What You Store Your Ice Cream Next To Actually Matters

Whether you prefer the convenience of store-bought containers of ice cream or have decided to go the homemade route, there's nothing worse than opening up a pint or gallon of your favorite flavor of ice cream, only to have it smell (and taste) funky, and not in a good way — no one wants their Ben & Jerry's Phish Food to actually taste like fish, or to have their pint of Jeni's Gooey Butter Cake morph into a twisted and unbalanced take on Jeni's Everything Bagel Ice Cream.

Turns out, storing your ice cream next to that package of frozen fish sticks or that leftover pasta sauce with extra garlic and onions was a bad idea.
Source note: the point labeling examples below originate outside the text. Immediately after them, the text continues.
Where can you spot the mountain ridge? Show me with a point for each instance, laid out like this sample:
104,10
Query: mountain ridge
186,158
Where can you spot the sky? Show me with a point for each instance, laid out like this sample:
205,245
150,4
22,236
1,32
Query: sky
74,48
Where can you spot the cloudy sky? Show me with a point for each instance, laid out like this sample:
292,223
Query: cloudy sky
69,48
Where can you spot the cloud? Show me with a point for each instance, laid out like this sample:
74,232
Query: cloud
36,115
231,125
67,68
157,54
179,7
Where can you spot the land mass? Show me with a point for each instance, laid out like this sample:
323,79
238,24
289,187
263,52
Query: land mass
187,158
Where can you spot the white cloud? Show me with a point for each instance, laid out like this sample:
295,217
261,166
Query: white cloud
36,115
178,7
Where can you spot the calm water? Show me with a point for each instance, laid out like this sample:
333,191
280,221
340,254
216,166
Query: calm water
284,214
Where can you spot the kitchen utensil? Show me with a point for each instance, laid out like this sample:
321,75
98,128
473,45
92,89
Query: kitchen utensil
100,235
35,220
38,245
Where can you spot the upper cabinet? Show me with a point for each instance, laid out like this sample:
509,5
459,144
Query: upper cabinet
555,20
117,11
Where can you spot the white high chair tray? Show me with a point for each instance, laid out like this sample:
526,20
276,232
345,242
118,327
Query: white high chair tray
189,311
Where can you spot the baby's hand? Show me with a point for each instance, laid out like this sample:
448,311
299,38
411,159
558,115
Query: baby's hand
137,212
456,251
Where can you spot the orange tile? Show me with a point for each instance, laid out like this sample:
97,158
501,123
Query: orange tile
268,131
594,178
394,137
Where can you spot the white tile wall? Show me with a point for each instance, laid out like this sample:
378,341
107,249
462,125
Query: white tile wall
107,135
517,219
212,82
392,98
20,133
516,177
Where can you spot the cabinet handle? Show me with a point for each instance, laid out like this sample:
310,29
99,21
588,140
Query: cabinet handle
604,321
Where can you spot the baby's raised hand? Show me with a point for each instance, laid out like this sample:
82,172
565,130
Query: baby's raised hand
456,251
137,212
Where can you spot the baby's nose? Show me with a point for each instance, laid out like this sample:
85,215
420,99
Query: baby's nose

That's because dairy products tend to absorb odors easily from their environment, even when they're in a frozen form like ice cream. To prevent your ice cream from picking up unwanted odors, and ruining an otherwise pristine and perfectly tasty treat, you need to be mindful of where you're storing your ice cream and keep it away from anything with a strong smell.

Ice cream storage tips

Besides paying attention to what you're storing your ice cream next to, there are a few other tricks you can utilize to maintain your ice cream at optimum condition for maximum enjoyment. For one, make sure you keep the lid to the ice cream container tightly closed. As an extra layer of protection, the International Dairy Foods Association recommends adding a piece of plastic wrap or waxed paper between the lid and the ice cream, preferably pressed against the ice cream itself. Finally, you can place your carton in a Ziploc bag and squeeze out the excess air before storing it in the freezer to keep your ice cream perfectly scoopable and to minimize both odor absorption and the formation of texture destroying ice crystals.

You also want to make sure your freezer is cold enough — ideally between -5 F and 0 F— and to avoid storing your ice cream in the freezer door, as that would subject it to frequent temperature fluctuations and increase the likelihood of freezer burn. It's best to store ice cream at the back of your freezer where it's more likely to stay cold, or better yet, in a separate chest freezer if you happen to have one. Just make sure you don't store anything smelly next to it.